Este es, justamente,
el caso de Venezuela, y en ello reside la tragedia de ese país hermano de
América Latina. La campaña mediática feroz, intensa y permanente de
desinformación y engaño sobre la realidad de lo que allí sucede, comenzó hace
décadas, desde que el Comandante Hugo Chávez ascendió al poder. Los medios
mexicanos han sido particularmente diligentes y unánimes en esta guerra de
distorsiones y falsedades, y han logrado, ciertamente, convencer a muchos de
que allí hay una monstruosa dictadura que ha suprimido todas las libertades,
viola los derechos humanos y ha desencadenado una terrible crisis económica que
mata de hambre a su pueblo. Ahora se ve claro el propósito de semejante montaje mediático:
preparar a la opinión mundial, y a la latinoamericana en particular, para que
dé por buena cualquier agresión a Venezuela, para que aplauda, incluso,
crímenes como el asesinato de su presidente o la invasión de su país por
fuerzas militares con el pretexto de que van a “liberar” a los venezolanos de
sus opresores. El cuento es viejo y lo hemos escuchado muchas veces antes, a
pesar de lo cual no ha perdido su eficacia manipuladora.
El atentado contra
Maduro ha merecido mil interpretaciones, desde las tendientes a minimizarlo o
atribuirlo a “la desesperación” popular, hasta las que sugieren que todo fue un
“montaje” del “dictador Maduro” para reconquistar el apoyo popular. En la lucha
ideológica contra la libertad de los pueblos, como se ve, todo sirve: hasta las
tesis absurdas y el cinismo sin miedo al ridículo. Aquí no se trata, porque es
inútil y porque el espacio no lo permite, de refutar esos infundios; se trata
solo de sumarnos a las voces sensatas, humanas, racionales, que aseguran que el
atentado fue planeado por la inteligencia norteamericana y ejecutado por sus
“aliados” en países vecinos con ayuda de la derecha nativa.
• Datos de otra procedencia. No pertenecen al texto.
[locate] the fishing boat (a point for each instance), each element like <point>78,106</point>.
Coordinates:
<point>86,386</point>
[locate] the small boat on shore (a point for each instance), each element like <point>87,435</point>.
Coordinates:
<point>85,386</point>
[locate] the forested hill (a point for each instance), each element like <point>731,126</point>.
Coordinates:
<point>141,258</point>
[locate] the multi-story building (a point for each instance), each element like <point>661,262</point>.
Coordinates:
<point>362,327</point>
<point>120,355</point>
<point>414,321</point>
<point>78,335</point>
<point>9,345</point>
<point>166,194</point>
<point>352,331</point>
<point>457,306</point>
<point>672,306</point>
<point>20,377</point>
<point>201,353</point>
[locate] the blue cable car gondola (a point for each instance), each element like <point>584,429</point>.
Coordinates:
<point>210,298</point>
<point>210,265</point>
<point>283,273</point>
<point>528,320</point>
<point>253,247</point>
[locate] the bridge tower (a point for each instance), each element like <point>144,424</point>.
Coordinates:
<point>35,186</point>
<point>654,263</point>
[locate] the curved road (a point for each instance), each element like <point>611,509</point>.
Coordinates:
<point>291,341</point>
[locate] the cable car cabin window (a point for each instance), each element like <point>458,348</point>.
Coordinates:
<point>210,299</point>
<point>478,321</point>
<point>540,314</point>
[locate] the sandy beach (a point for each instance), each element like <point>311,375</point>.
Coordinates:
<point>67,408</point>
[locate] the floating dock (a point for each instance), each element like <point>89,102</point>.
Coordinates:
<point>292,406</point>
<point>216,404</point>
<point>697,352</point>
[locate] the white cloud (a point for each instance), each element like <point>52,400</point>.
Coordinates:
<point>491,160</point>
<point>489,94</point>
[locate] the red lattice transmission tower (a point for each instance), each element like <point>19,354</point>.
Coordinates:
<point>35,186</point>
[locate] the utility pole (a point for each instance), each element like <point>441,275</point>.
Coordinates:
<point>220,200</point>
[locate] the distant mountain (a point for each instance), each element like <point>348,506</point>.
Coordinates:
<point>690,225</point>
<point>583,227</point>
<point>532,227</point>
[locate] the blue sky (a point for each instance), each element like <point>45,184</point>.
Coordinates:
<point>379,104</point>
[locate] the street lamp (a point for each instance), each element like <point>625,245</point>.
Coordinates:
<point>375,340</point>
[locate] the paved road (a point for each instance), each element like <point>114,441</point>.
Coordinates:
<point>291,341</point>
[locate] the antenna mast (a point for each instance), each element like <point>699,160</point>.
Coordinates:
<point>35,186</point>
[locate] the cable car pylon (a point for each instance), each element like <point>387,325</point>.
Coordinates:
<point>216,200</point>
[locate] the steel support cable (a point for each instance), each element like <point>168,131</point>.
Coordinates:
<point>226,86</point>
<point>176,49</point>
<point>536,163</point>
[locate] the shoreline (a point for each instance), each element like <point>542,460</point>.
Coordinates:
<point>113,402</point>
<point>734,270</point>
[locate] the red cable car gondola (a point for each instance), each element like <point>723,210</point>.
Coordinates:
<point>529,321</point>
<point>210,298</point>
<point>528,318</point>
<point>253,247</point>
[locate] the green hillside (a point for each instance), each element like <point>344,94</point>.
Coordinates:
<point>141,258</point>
No hay duda de que
así fue; no hay duda de que el contexto mundial y la realidad del país lo
explican bien, y no hay duda de que los venezolanos están en lo cierto al temer
agresiones mayores y al prepararse para enfrentarlas.
Resulta lamentable
que entre las voces mundiales que condenaron el intento de magnicidio faltara
la de México. Todavía dura el rumor de los aplausos y parabienes por las buenas
relaciones iniciales del presidente electo con el presidente Donald Trump, porque
piensan los aplaudidores que eso es un buen síntoma para los intereses del
pueblo mexicano. Eso, al menos a primera vista, no parece confirmarlo el caso
venezolano. Es posible, sin embargo, que el atentado no sea responsabilidad del
presidente Trump sino de sus enemigos y opositores internos, pues es cosa
sabida la fuerte división entre la clase dominante norteamericana. Aun así,
mexicanos, debiéramos, por precaución si no por solidaridad, ser más cautelosos
con lo que aplaudimos o criticamos. No vaya a ser que mañana nos traten igual,
y no haya para entonces país libre y soberano alguno que pueda tendernos la
mano, o alzar su voz en favor nuestro.